You know that super-cool die-cut card of the 2010 NL Cy Young winner and NL MVP that Topps leaked to Beckett last week? The one that gave The Hobby a collective boner over the possibility that Topps might be bringing back some of the design concepts of the mid-to-late-1990s? You know this card?
Well guess what? You will not be able to find this, or any other "Diamond Die-Cut" card in any pack of 2011 Topps Baseball.
Let me repeat that. The Diamond Die-Cut inserts will not be in any pack of 2011 Topps Baseball.
The only way to get them is through the glorified video slot machine known as the Topps 60th Anniversary Diamond Card Giveaway website.
Yes, you'll have to redeem code cards in order to have a chance of getting a Diamond Die-Cut. And since there will be plenty of leftover "Cards Your Mother Threw Out, But Don't Really Want Back Anyway," chances are, you'll probably get five cards the caliber of an '87 Buddy Biancalana before the Transmogrifier grants you one of these.
But wait, it gets worse.
That's because the size of the Series One Diamond Die-Cut set is (and I'm not making this up) 150 cards.
One Hundred and Fifty Freaking Cards! Assuming that another 150 cards will be added for Series Two and TU&H, and you'll have to redeem twelvity-five thousand code cards and make elevity-seven bazillion trades in order to complete the full 450-card set.
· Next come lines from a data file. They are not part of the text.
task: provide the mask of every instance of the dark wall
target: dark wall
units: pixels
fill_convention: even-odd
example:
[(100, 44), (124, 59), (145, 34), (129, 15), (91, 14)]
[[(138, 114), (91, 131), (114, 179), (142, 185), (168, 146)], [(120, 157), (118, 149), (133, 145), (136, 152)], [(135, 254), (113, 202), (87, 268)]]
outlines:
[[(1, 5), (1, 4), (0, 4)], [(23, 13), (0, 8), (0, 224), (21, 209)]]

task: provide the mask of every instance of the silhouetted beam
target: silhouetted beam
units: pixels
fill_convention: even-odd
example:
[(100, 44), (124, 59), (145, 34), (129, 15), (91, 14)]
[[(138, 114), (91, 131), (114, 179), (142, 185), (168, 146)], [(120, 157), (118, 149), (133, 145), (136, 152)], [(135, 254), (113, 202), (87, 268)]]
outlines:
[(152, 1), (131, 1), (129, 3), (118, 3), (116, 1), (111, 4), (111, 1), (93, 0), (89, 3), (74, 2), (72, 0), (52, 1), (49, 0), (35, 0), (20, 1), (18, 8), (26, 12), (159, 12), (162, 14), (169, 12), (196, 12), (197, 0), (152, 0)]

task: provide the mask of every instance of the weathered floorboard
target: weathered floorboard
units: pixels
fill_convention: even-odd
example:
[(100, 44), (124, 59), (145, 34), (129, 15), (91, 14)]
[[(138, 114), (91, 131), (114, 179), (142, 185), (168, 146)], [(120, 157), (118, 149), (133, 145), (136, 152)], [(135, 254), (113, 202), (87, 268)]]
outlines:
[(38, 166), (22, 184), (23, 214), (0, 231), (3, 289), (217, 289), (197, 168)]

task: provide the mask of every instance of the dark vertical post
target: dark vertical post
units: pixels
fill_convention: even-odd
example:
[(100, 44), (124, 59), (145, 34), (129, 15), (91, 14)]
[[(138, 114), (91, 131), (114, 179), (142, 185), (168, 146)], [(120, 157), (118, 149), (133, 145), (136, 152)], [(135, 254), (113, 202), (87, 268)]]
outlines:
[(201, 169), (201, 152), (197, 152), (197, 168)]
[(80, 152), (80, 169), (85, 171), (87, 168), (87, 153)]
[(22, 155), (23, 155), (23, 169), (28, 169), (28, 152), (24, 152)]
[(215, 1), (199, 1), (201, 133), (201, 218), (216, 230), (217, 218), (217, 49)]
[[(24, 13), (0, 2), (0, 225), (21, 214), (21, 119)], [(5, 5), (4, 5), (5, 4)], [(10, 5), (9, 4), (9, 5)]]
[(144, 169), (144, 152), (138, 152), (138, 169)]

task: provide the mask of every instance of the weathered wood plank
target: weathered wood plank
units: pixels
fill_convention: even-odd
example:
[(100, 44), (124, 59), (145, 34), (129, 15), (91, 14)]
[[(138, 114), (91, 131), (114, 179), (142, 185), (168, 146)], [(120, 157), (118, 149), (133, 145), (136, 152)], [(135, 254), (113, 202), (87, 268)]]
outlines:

It's almost as if Topps just created an insert set that IS LITERALLY IMPOSSIBLE TO COLLECT, EVEN IF MONEY WERE NO OBJECT.
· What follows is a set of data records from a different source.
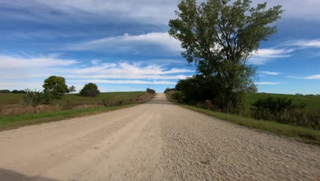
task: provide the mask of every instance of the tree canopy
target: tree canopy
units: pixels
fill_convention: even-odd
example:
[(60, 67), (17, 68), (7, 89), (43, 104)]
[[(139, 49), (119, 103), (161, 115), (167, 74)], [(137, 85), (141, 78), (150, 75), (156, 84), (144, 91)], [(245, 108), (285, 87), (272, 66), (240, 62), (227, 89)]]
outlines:
[[(215, 77), (226, 111), (236, 108), (254, 86), (256, 68), (246, 60), (262, 40), (276, 32), (271, 25), (280, 18), (280, 5), (254, 8), (250, 0), (183, 0), (170, 20), (168, 33), (181, 42), (182, 56), (194, 62), (205, 77)], [(254, 88), (253, 88), (254, 89)]]
[(61, 99), (68, 91), (64, 77), (55, 75), (46, 79), (42, 87), (44, 91), (50, 93), (53, 99)]
[(89, 83), (80, 90), (80, 95), (86, 97), (96, 97), (100, 93), (98, 86), (94, 83)]

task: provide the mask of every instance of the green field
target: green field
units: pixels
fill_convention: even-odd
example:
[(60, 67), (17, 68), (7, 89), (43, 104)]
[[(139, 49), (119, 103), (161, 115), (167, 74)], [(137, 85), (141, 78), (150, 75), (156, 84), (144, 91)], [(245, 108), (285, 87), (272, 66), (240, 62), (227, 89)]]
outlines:
[[(54, 100), (52, 104), (71, 104), (72, 105), (81, 104), (98, 104), (105, 100), (126, 100), (135, 99), (144, 92), (117, 92), (100, 93), (97, 97), (81, 97), (77, 94), (67, 94), (61, 99)], [(8, 104), (23, 104), (24, 94), (4, 94), (0, 93), (0, 106)]]
[(266, 99), (268, 96), (274, 97), (286, 97), (293, 99), (295, 104), (305, 103), (306, 108), (308, 110), (320, 110), (320, 97), (310, 97), (306, 95), (269, 94), (269, 93), (250, 93), (248, 103), (252, 104), (258, 99)]
[[(281, 97), (286, 97), (294, 99), (295, 95), (276, 95)], [(294, 126), (291, 125), (282, 124), (276, 123), (274, 121), (263, 121), (263, 120), (256, 120), (254, 119), (245, 117), (241, 115), (236, 115), (227, 114), (217, 111), (213, 111), (211, 110), (206, 110), (197, 107), (196, 106), (191, 106), (184, 104), (181, 102), (177, 102), (176, 100), (173, 99), (168, 94), (166, 94), (167, 98), (175, 104), (180, 105), (181, 106), (192, 110), (196, 112), (199, 112), (209, 116), (213, 117), (219, 118), (222, 120), (228, 121), (236, 124), (244, 125), (249, 128), (252, 128), (254, 129), (260, 130), (265, 132), (272, 132), (278, 135), (284, 135), (294, 138), (298, 141), (302, 141), (306, 143), (312, 143), (320, 145), (320, 132), (319, 130), (305, 128), (301, 126)], [(262, 93), (253, 93), (251, 95), (251, 100), (252, 102), (258, 99), (261, 99), (264, 97), (267, 97), (268, 95)], [(298, 96), (299, 97), (299, 96)], [(299, 98), (299, 97), (297, 97)], [(303, 98), (303, 97), (302, 97)], [(307, 100), (310, 100), (314, 97), (306, 97)], [(317, 98), (317, 97), (315, 97)], [(316, 100), (315, 105), (319, 104), (319, 98)], [(295, 101), (296, 103), (300, 103), (299, 101)], [(308, 101), (305, 101), (308, 102)], [(310, 101), (309, 101), (310, 102)], [(312, 106), (311, 106), (312, 107)], [(313, 107), (315, 110), (317, 110), (317, 108)], [(319, 109), (319, 108), (318, 108)]]
[[(0, 93), (0, 109), (5, 106), (23, 104), (23, 94)], [(33, 125), (50, 121), (56, 121), (76, 117), (82, 117), (105, 112), (120, 108), (129, 108), (139, 103), (147, 101), (153, 98), (155, 95), (145, 92), (118, 92), (101, 93), (95, 97), (80, 97), (76, 94), (64, 95), (62, 99), (54, 100), (51, 104), (62, 106), (66, 110), (53, 112), (44, 112), (36, 114), (24, 114), (18, 115), (0, 116), (0, 131), (14, 129), (27, 125)], [(137, 98), (138, 100), (137, 100)], [(110, 107), (103, 106), (103, 103), (115, 101), (121, 104)], [(95, 108), (72, 109), (81, 105), (98, 105)], [(70, 109), (68, 109), (70, 108)]]

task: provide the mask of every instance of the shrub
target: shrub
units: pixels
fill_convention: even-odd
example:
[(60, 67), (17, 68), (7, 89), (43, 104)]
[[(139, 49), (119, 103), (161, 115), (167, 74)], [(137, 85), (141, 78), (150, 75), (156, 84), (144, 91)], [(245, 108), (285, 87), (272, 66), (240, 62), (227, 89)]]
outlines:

But let's suppose you've redeemed those twelvity-five thousand code cards and made elevity-seven bazillion trades and completed that 450 card set. You're probably going to want Topps to deliver that set to you, right? Assuming that the shipping & handling remain unchanged from this year's Million Card Giveaway, then ZANG!!! $240 in shipping charges!
Seriously, how could Topps fuck up something this potentially epic, this badly?
The rest of the product follows the same tiresome, phone-it-in, formula we've seen for the last few years. A way-too-small 330-card base set, the same numbered parallels, a autogamer in every Hobby box, et al. Even the inserts are pretty much the same as 2010.
Plug in "60 Years of Topps Reprints, Topps 60, Kimball Champions, and Diamond Duos" in place of "The Cards Your Mother Threw Out, Peak Performance, Turkey Red, and Legendary Lineage," and there really is no difference between the structure of the 2010 and 2011 Topps insert programs.
Speaking of Kimball Champions, I'm going to ask this again: What the hell are these doing in 2011 Topps? If you're going to make 2011 Topps a massive celebration of Topps Baseball, then make it a celebration of TOPPS BASEBALL! Besides, you got to start thinking ahead for 2012 Topps, right?
Yes, there will be (again), whether you like it or not, "Veteran Variations." Or, more accurately, there will be Veteran Variations whether Topps is even aware if you actually like them or not.
The fact that Topps devotes one line, in very small type, on the sell-sheet and doesn't even bother mentioning them at all on the checklist, says a lot about how ambivalent collectors have become to these gimmicks -- and I think Topps is beginning to notice. Topps could (and should) drop these cards the week before pack-out, and collectors wouldn't notice nor care.